The exit of Paul McFarland also gives the Leafs an opportunity to hire a new power play coach — and that is needed. The power play struggled for long stretches this season and clicked at just 15% in the playoffs. That’s an important hire to keep an eye on.
I thought Brendan Shanahan was excellent in his end-of-season interview. One quote particularly stood out; while I didn’t get the sense patience is running thin, the sense of urgency was really there when he said, “Again, like we’ve talked about, words are not going to fix this. Us talking here today, we understand the importance of it and that people want to hear from us, but the things we say today are not what is going to get this thing done.”
Pierre LeBrun recently wondered if Shanahan was going to get more involved, and you can kind of see why – Shanahan was one of the best power forwards of all-time, and this is the product he is overseeing? I have no idea what more Shanahan involvement would really mean, but the heat is really on now. How likely is he to just standby and evaluate all offseason and through the next season?

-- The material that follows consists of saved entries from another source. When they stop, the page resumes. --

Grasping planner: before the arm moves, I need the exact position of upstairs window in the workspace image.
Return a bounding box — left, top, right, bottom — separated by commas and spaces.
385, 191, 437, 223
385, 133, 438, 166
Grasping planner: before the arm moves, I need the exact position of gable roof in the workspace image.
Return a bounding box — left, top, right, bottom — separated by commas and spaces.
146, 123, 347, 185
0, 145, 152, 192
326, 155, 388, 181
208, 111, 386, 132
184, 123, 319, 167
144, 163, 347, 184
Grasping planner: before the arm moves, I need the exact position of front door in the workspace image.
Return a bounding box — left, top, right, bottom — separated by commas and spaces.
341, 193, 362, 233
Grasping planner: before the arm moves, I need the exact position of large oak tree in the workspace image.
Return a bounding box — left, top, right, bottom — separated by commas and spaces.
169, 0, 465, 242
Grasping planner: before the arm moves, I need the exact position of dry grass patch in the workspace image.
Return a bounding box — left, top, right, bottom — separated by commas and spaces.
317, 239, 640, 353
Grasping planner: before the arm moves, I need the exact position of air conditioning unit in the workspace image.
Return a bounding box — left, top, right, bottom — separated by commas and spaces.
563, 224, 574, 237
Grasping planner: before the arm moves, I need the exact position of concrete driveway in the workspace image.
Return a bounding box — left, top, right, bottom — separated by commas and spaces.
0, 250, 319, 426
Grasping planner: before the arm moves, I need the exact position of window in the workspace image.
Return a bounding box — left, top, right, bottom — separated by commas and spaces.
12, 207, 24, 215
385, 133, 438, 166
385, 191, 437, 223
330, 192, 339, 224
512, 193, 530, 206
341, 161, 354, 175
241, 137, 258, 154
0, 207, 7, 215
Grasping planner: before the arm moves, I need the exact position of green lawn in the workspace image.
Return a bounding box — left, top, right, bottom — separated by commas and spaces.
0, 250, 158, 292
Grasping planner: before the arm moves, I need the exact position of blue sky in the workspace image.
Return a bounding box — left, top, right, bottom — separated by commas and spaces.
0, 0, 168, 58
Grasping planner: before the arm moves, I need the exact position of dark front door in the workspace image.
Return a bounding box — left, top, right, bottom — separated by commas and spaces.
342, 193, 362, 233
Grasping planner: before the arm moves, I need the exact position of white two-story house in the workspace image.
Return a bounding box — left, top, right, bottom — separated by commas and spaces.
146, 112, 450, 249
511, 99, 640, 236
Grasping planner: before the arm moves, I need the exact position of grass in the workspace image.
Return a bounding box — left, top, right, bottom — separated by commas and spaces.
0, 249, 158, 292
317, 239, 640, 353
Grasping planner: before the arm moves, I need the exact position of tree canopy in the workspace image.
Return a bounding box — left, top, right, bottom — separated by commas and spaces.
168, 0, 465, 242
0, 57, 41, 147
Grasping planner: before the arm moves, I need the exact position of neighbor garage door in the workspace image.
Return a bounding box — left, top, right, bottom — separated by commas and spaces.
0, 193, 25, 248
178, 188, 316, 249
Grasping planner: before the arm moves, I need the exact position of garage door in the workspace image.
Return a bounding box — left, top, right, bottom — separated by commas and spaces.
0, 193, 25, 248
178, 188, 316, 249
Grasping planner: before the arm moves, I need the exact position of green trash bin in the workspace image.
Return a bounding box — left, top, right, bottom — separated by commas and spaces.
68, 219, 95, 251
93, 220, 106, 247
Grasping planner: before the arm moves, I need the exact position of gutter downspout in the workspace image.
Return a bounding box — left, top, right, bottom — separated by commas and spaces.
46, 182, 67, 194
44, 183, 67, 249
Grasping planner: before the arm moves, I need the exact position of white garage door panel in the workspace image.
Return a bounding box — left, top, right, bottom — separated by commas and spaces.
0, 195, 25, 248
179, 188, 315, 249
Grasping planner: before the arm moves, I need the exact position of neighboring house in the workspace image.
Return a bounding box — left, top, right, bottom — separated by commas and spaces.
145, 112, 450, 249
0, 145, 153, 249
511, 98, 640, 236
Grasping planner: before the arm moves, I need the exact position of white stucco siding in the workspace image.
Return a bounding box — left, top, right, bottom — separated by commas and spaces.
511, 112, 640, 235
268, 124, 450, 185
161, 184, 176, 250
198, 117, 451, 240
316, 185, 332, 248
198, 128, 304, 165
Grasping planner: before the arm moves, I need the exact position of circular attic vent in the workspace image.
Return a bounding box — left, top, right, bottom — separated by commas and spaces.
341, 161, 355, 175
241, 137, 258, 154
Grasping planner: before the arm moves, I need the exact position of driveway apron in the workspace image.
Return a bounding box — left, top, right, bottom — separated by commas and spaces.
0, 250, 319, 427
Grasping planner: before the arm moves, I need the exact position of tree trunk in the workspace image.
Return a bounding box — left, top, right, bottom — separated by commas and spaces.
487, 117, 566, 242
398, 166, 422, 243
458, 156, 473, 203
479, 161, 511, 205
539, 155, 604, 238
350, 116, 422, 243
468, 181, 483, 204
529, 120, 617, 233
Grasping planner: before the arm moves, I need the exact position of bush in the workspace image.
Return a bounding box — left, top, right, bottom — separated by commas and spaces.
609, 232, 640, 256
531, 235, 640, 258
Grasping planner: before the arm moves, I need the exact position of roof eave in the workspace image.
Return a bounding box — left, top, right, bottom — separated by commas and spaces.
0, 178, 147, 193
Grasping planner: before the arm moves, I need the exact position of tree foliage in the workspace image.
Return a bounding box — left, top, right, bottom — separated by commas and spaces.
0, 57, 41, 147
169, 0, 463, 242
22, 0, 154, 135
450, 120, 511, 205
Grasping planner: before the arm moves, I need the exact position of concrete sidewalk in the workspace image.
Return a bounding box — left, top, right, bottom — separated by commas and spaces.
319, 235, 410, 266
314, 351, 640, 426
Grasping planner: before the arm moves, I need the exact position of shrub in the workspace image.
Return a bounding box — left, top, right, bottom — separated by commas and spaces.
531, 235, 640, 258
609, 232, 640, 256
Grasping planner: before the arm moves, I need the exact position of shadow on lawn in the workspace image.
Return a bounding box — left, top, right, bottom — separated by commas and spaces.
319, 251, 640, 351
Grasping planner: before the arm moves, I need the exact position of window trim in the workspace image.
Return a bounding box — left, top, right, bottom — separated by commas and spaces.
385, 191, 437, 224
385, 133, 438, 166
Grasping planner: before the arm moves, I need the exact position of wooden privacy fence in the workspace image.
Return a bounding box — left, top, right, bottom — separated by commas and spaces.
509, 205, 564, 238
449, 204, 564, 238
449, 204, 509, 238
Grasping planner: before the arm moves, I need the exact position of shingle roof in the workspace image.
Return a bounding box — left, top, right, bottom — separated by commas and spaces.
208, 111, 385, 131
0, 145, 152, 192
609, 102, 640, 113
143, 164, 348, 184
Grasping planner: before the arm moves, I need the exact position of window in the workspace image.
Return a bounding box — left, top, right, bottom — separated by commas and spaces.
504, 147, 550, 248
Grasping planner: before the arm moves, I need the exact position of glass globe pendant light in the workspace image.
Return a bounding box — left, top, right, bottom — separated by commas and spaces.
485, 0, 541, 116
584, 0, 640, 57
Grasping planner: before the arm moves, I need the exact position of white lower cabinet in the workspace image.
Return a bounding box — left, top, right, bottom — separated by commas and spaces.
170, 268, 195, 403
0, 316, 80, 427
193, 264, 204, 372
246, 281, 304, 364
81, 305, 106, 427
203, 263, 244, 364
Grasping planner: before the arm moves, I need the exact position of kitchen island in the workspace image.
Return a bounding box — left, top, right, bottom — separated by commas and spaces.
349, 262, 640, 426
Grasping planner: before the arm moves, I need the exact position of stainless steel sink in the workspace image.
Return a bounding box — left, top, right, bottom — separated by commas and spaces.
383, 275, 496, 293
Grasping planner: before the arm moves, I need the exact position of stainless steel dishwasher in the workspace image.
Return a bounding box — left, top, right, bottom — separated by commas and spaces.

Kyle Dubas conducted himself much differently in his interviews. He was a bit cagey and very defensive – the Cody Ceci defenses need to stop, and sitting there touting mystery-box stats that nobody knows of as the reason he is good (you just don’t know it because you can’t see our stats!) is not a great look. Even if you believe it, keep it to yourself. If you do actually have a competitive advantage, keep quiet about it and keep people guessing.
Ultimately, I don’t really care about his interviews or veiled references to Twitter arguments. He’s had some great moves – the Jake Muzzin trade, the John Tavares acquisition — and some questionable ones like the Nazem Kadri trade, the RFA contracts, and the Marleau trade (just based on the price paid to move him).
Now two and a half years into his GM tenure, he needs to improve the defense, balance the forwards, and win at least one round in the playoffs next year.